I meet Stewart and Rin, my hosts and we sit under a lazy turning fan. As the heat of the day cools, Stewart takes me to a local waterhole for a swim. Sandy bottomed and clear, the water tumbles down a small water fall and is fast running and deliciously cool. We dive in with a whoop and float for an age, until I’m finally, and for the first time in many days, cool to the core.
The next morning Stewart takes me on a tour of the island’s deserted and pristine beaches. We bump and jolt our way along muddy paths through rainforests of gums, palms and huge ferns, till out of nowhere the sand and blue horizon of the sea appear. Lined by cliffs in vivid colours there’s something ancient and awesome about this place: it feels as if few people have ever walked here.

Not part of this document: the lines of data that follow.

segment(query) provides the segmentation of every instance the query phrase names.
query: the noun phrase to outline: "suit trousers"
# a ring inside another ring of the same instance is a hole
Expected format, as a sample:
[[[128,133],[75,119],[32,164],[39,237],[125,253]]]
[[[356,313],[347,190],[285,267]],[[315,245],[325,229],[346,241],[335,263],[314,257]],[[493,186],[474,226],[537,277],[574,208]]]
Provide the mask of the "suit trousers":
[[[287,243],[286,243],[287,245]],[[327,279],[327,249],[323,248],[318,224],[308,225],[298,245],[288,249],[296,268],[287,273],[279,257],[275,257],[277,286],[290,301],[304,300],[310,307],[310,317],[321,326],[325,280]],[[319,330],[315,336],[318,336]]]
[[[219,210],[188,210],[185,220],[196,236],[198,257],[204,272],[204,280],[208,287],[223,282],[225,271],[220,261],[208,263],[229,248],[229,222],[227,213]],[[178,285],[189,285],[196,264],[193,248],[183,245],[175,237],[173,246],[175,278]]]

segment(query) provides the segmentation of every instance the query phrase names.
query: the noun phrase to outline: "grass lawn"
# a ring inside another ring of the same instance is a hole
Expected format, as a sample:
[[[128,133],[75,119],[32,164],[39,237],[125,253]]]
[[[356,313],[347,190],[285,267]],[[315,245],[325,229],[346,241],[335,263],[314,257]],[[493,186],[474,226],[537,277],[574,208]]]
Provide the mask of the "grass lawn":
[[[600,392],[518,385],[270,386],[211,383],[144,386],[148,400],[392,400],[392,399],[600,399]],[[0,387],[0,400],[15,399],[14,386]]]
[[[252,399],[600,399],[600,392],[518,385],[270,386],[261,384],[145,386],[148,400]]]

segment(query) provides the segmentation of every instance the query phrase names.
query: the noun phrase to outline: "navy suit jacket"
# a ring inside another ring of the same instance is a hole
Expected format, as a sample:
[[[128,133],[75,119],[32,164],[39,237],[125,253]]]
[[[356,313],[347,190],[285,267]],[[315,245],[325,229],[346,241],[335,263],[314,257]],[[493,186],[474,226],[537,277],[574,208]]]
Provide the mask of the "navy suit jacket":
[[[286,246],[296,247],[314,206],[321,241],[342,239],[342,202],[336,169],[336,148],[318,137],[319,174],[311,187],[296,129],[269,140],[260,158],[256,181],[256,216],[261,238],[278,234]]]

Run your hand along the cliffs and you discover that the vivid colours are clay that you can smudge and paint with. ‘Since I’ve seen this place I feel I understand the local art so much better,’ says Stewart and I understand what he means. The colour, the pattern, the rhythm of this place finds a distant echo in the art and sculpture of the island.
That night we eat fish, freshly caught by Stewart and Rin. It is sweet and utterly delicious. Before dinner I sit in the club and have a beer with three of the locals who are quietly enjoying one of their regulation six beers. They ask my name and welcome me with an easy camaraderie that feels utterly natural; making no concession to my foreignness they simply include me in their conversation as if I’ve always lived here and know the people and issues they speak of as intimately as they do. It's unforced, without pretension and very relaxing: no questions to be answered, no expectations to be met.
In the morning I visit Ranku’s tiny primary school. It has nine pupils aged between 5and 11, two preschoolers and two teachers. The kids are generous with their smiles and hugs. They ask me questions about London, sing a song for me, show me their paintings and give me two to take away. But some of them are facing pretty big issues. One nine year old boy's father committed suicide two years ago; two sisters, aged 9 and 11, are being looked after by extended family after their mother brought them over from Darwin and left again; a third boy has a broken arm and empty eyes. He's the only one who doesn't smile all morning. There's hope here but it's tempered by reality.
As I prepare to leave, the village is still in the rising heat of the morning. Two women walk from the store carrying bottles of bright orange soft drink and chatting softly together. They see me, smile wide and welcoming and greet me with a wave. I feel as if I’ve lived here for months and a genuine wrench at leaving.